Bagaimana cara ia membalas dendam tanpa kekuatan yang dimilikinya?


Pantengin terus ceritanya sampai akhir🗣️🗣️


Jangan lupa like, vote, dan komen biar author makin semangat....🦋

Karya ini diterbitkan atas izin NovelToon MellaMar, isi konten hanyalah pandangan pribadi pembuatnya, tidak mewakili NovelToon sendiri

Kuil kuno

Kuil kuno itu berdiri megah di atas bukit yang tersembunyi, dikelilingi oleh hutan lebat dan kabut tebal. Bangunannya yang tua dan rusak, dengan ukiran-ukiran misterius yang menghiasi dindingnya, membuatnya terlihat seperti sebuah tempat yang telah ditinggalkan selama berabad-abad.

Namun, di dalam kuil itu, terdapat sebuah kekuatan yang sangat besar. Kristal yang tersembunyi di dalam kuil itu dikatakan memiliki kemampuan untuk memberikan kekuatan yang tak terbatas kepada siapa saja yang memilikinya.

Banyak orang telah mencoba untuk mencari kristal itu, tapi tidak ada yang berhasil. Beberapa mengatakan bahwa kuil itu dijaga oleh kuasa gelap yang kuat, sementara yang lain mengatakan bahwa kuil itu sendiri memiliki kesadaran dan hanya akan membiarkan orang yang pantas untuk masuk.

Valerius dan wanita misterius itu memiliki rencana untuk mengambil kristal itu, dan mereka tidak akan berhenti sampai mereka berhasil. Tapi, apa yang mereka tidak tahu adalah bahwa ada sesuatu yang lebih besar yang sedang bangkit di dalam kuil itu, sesuatu yang akan mengubah nasib mereka selamanya.

Di dalam kuil, udara terasa berat dan pengap, seperti ada sesuatu yang menekan dada. Suara-suara aneh terdengar dari dalam bayang-bayang, membuat bulu kuduk berdiri. Wanita misterius itu melangkah maju, matanya terpaku pada pintu yang tertutup di depan mereka.

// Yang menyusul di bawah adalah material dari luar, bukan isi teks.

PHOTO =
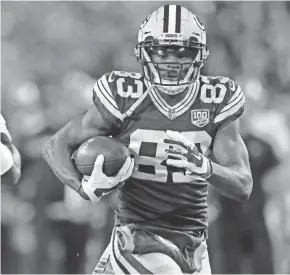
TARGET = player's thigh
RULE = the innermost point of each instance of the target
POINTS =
(202, 260)
(104, 265)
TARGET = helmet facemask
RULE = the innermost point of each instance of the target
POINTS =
(188, 36)
(185, 73)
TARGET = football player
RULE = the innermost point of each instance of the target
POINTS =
(183, 130)
(10, 157)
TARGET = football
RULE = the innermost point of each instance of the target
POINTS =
(115, 154)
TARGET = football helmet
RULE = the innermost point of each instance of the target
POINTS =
(172, 27)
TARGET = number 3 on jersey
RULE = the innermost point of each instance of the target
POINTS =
(150, 153)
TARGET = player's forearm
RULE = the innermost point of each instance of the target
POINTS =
(231, 182)
(57, 153)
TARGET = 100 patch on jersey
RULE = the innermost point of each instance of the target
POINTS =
(200, 117)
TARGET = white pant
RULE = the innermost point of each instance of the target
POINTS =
(114, 261)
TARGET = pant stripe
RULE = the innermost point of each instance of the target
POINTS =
(115, 261)
(119, 259)
(141, 269)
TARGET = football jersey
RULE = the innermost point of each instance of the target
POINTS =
(139, 117)
(6, 155)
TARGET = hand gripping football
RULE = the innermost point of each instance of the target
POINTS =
(115, 154)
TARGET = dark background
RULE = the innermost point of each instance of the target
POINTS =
(51, 55)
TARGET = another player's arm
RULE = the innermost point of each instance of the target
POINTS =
(58, 150)
(231, 173)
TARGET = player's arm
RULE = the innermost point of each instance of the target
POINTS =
(231, 173)
(10, 158)
(58, 150)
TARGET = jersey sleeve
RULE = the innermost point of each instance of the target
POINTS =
(104, 98)
(232, 107)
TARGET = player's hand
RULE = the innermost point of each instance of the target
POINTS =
(98, 184)
(189, 156)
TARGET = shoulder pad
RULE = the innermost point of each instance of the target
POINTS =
(3, 128)
(225, 94)
(117, 91)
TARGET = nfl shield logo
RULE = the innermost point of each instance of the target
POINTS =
(200, 117)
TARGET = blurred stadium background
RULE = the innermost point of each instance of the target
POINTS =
(52, 53)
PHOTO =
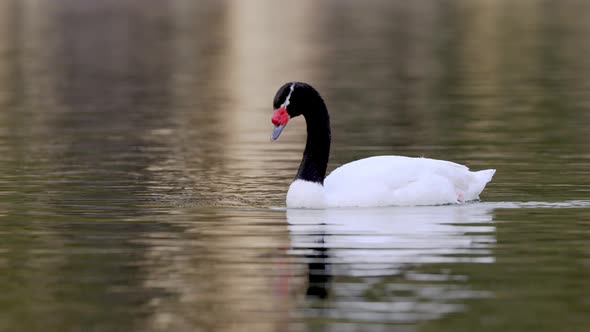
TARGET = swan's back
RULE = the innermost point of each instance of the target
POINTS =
(403, 181)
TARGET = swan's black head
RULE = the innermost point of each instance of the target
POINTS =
(293, 99)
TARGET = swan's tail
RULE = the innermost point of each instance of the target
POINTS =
(481, 178)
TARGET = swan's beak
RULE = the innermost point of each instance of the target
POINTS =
(279, 118)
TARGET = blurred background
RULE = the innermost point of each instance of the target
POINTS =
(139, 190)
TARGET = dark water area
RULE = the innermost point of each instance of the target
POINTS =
(139, 190)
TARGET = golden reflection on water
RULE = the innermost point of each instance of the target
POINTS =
(136, 168)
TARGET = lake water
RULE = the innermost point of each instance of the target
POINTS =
(139, 190)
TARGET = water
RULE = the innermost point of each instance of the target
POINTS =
(140, 192)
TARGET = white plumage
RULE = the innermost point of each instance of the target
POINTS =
(391, 181)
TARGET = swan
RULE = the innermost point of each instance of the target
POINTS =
(371, 182)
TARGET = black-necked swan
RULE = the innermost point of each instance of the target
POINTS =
(370, 182)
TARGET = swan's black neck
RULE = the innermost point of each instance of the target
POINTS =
(317, 149)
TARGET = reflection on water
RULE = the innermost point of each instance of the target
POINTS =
(136, 172)
(365, 261)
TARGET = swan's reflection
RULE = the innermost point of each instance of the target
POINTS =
(390, 264)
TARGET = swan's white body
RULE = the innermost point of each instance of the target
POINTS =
(391, 181)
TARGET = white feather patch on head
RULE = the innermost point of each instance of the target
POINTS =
(288, 99)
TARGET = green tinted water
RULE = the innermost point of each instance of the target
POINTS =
(139, 190)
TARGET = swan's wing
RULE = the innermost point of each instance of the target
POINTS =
(397, 180)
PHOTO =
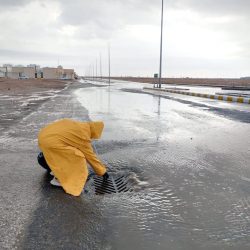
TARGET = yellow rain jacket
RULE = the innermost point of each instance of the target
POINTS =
(66, 145)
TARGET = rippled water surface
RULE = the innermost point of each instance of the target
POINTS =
(189, 168)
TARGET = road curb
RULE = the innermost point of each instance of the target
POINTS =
(226, 98)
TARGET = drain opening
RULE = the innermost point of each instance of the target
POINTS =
(110, 186)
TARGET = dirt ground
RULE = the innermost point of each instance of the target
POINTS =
(13, 87)
(18, 98)
(217, 82)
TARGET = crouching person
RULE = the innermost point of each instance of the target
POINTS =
(66, 149)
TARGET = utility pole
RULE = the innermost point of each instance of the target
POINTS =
(160, 70)
(109, 61)
(96, 68)
(101, 65)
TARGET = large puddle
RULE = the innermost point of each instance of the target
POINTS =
(187, 166)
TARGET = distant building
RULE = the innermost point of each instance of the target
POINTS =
(58, 73)
(34, 71)
(21, 72)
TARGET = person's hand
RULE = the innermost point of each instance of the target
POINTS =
(105, 176)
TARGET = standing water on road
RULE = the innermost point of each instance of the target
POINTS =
(189, 167)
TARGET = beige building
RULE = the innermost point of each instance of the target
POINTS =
(34, 71)
(17, 72)
(58, 73)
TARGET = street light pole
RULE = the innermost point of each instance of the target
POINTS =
(101, 65)
(109, 62)
(160, 70)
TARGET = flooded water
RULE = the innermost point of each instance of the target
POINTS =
(187, 162)
(189, 168)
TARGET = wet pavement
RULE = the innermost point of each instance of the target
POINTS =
(209, 90)
(187, 160)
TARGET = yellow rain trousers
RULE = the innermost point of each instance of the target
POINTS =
(66, 145)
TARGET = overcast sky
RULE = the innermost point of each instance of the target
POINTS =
(206, 38)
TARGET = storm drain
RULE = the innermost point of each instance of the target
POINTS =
(110, 186)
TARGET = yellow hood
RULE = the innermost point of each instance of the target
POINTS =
(96, 129)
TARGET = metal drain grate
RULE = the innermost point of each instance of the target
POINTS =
(110, 186)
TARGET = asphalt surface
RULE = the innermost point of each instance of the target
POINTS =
(186, 158)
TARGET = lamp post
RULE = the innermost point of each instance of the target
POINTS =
(109, 61)
(160, 70)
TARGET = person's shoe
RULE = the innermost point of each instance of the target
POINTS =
(55, 182)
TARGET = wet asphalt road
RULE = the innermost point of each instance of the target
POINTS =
(186, 158)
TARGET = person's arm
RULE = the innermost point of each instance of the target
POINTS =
(92, 159)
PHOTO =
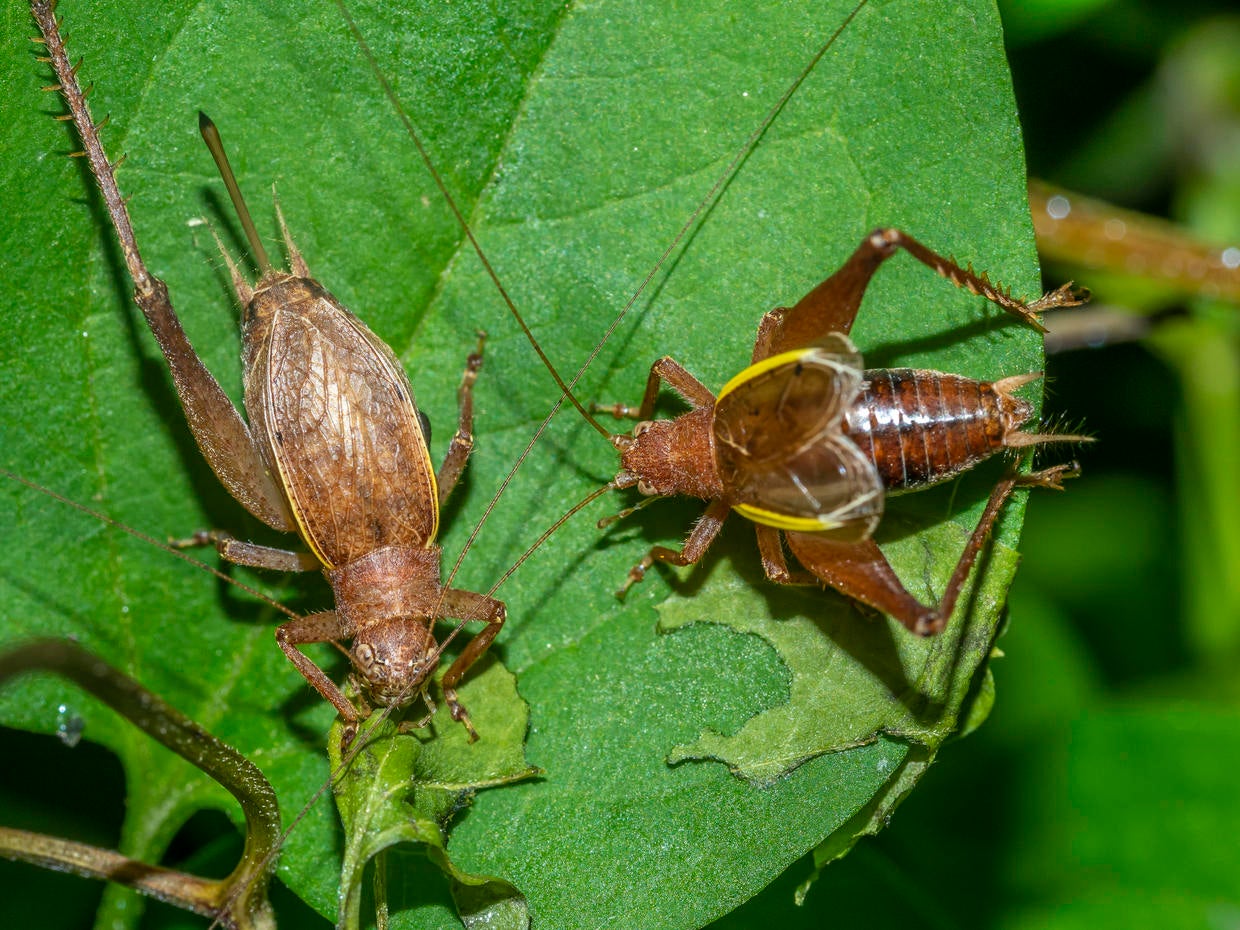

"Ini dia," katanya, suaranya hampir tidak terdengar. "Pintu ke ruang kristal."

Valerius mengangguk, tangan kanannya menggenggam pedangnya. "Aku siap," katanya, ia menaikkan satu alisnya, memberi isyarat untuk wanita itu maju lebih dahulu.

Mereka berdua melangkah maju, menuju pintu yang tertutup. Tiba-tiba, pintu itu terbuka dengan sendirinya, memperlihatkan ruang yang gelap dan misterius di dalamnya.

"Kamu dulu," kata Valerius, menunjuk wanita misterius itu.

Wanita itu mengangguk, lalu melangkah masuk ke dalam ruang. Valerius mengikuti di belakangnya, pedangnya siap untuk digunakan.

Di dalam ruang, mereka menemukan sebuah altar batu yang di atasnya terdapat kristal yang berkilau. Wanita misterius itu melangkah maju, tangan kanannya terulur untuk mengambil kristal itu.

Tiba-tiba, suara gemuruh terdengar dari dalam bayang-bayang. "TUNGGU!" sebuah suara yang keras dan berwibawa.

Wanita misterius itu berhenti, tangan kanannya masih terulur. Ia terkejut di buatnya. Valerius menoleh, matanya mencari sumber suara itu.

Suara itu semakin keras, membuat tanah bergetar dan udara menghembuskan angin ketegangan. Wanita misterius itu tetap berdiri, tangan kanannya masih terulur, tapi matanya mulai menunjukkan ketakutan.

"Siapa kamu?" tanya Valerius, suaranya keras dan berani. Tatapannya mengitari seisi ruangan

Tidak ada jawaban. Suara itu berhenti, dan ruangan menjadi sunyi. Wanita misterius itu melangkah maju lagi, tapi tiba-tiba, sebuah sosok muncul dari bayang-bayang. Tepat di hadapan wanita itu. Dengan kemunculannya yang tiba-tiba membuat wanita itu melangkah mundur.

Sosok itu adalah seorang pria dengan mata yang berkilau seperti bintang. Dia memiliki rambut putih panjang dan pakaian yang terbuat dari kain emas. Dia berdiri di depan altar, menghalangi jalan ke kristal.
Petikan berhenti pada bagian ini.